Our observations on the development of the photosynthetic apparatus in fucoid embryos are consistent with the previous investigations of this process carried out with similar (Lamote et al. 2003, Kim et al. 2006, Kim and Garbary 2009) or other methods (McLachlan and Bidwell 1978, Major and Davison 1998, Tarakhovskaya and Maslov 2005). Kim et al. (2006) had similar results with another fucoid, Ascophyllum nodosum. The major difference in photosynthetic development during embryogenesis between Fucus and Ascophyllum is that the latter did not show a significant increase in maximum quantum yield, whereas in Fucus we observed a 20% increase during the first 5 days AF.

There were no conspicuous changes in F₀ in Ge-treated embryos.

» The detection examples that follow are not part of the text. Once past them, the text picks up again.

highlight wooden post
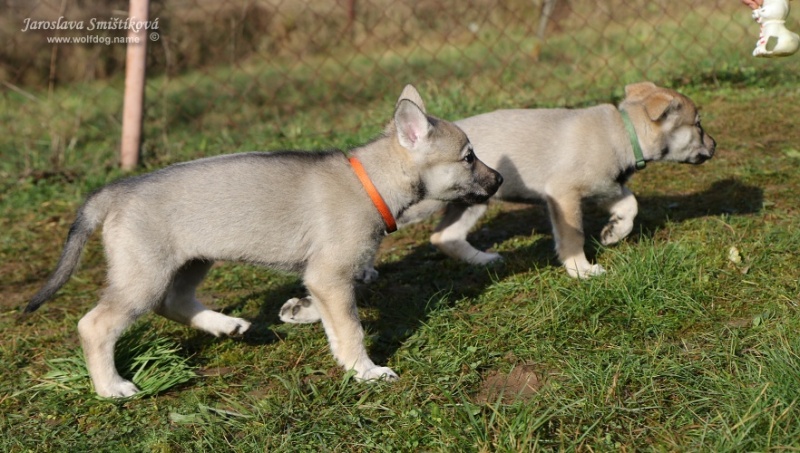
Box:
[120,0,150,171]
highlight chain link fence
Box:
[0,0,788,176]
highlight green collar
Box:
[619,110,647,170]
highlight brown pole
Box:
[120,0,150,171]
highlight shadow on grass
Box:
[359,179,763,363]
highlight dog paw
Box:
[279,297,322,324]
[565,264,606,278]
[356,266,379,283]
[356,366,400,381]
[95,379,139,398]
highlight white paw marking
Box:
[95,379,139,398]
[279,297,322,324]
[356,366,400,381]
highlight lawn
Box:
[0,5,800,452]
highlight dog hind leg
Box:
[431,203,501,264]
[155,260,250,337]
[547,195,605,278]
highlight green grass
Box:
[0,4,800,451]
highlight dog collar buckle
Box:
[619,110,647,170]
[347,157,397,233]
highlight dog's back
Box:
[104,152,380,271]
[456,104,622,199]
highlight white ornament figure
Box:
[753,0,800,57]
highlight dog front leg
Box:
[305,268,397,380]
[600,186,639,245]
[431,203,502,265]
[547,192,605,278]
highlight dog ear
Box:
[625,82,658,99]
[395,84,428,113]
[394,99,431,150]
[644,92,681,121]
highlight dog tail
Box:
[22,190,111,316]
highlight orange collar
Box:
[348,157,397,233]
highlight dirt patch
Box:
[475,364,545,404]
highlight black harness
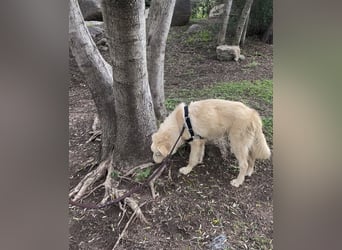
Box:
[184,105,203,143]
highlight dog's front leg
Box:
[179,139,205,175]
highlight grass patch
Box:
[186,30,213,45]
[165,80,273,145]
[165,80,273,110]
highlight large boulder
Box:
[171,0,191,26]
[78,0,102,21]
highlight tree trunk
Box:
[69,0,116,161]
[217,0,233,45]
[240,14,249,47]
[103,0,156,171]
[146,0,176,120]
[262,20,273,43]
[233,0,253,46]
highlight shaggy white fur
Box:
[151,99,271,187]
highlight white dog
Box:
[151,99,271,187]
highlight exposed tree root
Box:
[124,162,154,177]
[69,159,112,201]
[86,130,102,144]
[149,164,167,199]
[69,159,152,224]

Since F₀ provides a relative measure of chlorophyll a content, we conclude that Ge apparently had no effect on synthesis or degradation of this pigment. The direct measurements of photosynthetic pigment content in Fucus embryos support this conclusion, for even after 10 days there was no difference between control and experimental conditions in chlorophylls a and c and total carotenoids.

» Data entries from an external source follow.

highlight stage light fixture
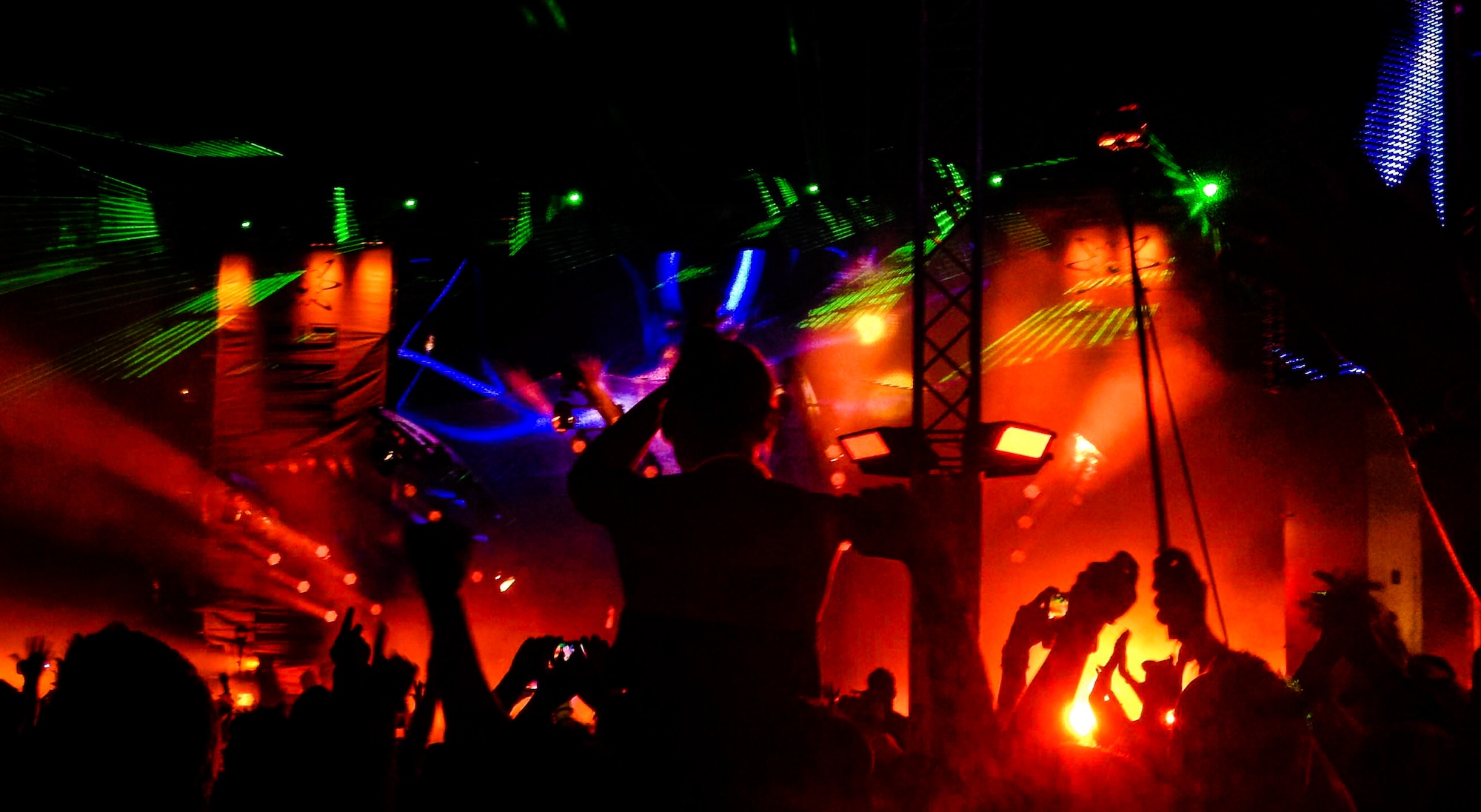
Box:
[838,426,936,477]
[551,400,576,434]
[838,421,1056,477]
[980,421,1057,477]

While maximum quantum yield and rETR_max significantly increased in Ge-treated embryos during the first 5 days AF, at the same time, total growth was reduced and highly abnormal. This seems counterintuitive; however, Lewin (1966) showed that GeO₂, though extremely deleterious for diatoms, had no negative influence on energy metabolism of the cells, and even at 400 mg L^-1 GeO₂, cell respiration did not decrease. Shea and Chopin (2007) also reported that low concentrations of GeO₂ (up to 0.5 mg L^-1) might sometimes have a slightly positive effect on growth of brown algae. After 5 days, F_v/F_m and rETR_max significantly decreased in Ge-treated embryos, relative to control. This effect may reflect the morphological observations of embryos. Normally, apical hairs form at this stage of embryo development. We showed that Ge-treated embryos failed to form normal hairs, though they previously formed primary and secondary rhizoids. Thus Fucus embryos can develop (though highly abnormally) in the presence of Ge, up to about the 5-6 days AF. Subsequently, development nearly ceases, embryos never form normal apical hairs, and embryo disintegration occurs. McLachlan et al. (1971) observed apical necrosis in older Fucus embryos treated with Ge. The decline of photosynthetic processes may also reflect this general collapse of embryo development. At 5 days AF, F_v/F_m in control embryos reached a steady-state, suggesting that electron transport processes and coupled biochemical reactions in the Calvin cycle were equilibrated (Roha？ek 2002). This was not the case in Ge-treated embryos where it was not the structural components of the photochemical part of the assimilation apparatus (e.g., pigments) that were affected, but the processes maintaining the balance between electron transport and carbon reduction.

The developmental abnormalities of Fucus that result from exposure to GeO₂ support the notion that Ge is interfering with essential cell processes including growth rate, morphogenesis, and to a lesser extent, photosynthesis. The affects of Ge in Phaeophyceae as shown here are more complex than previously considered and warrant further study.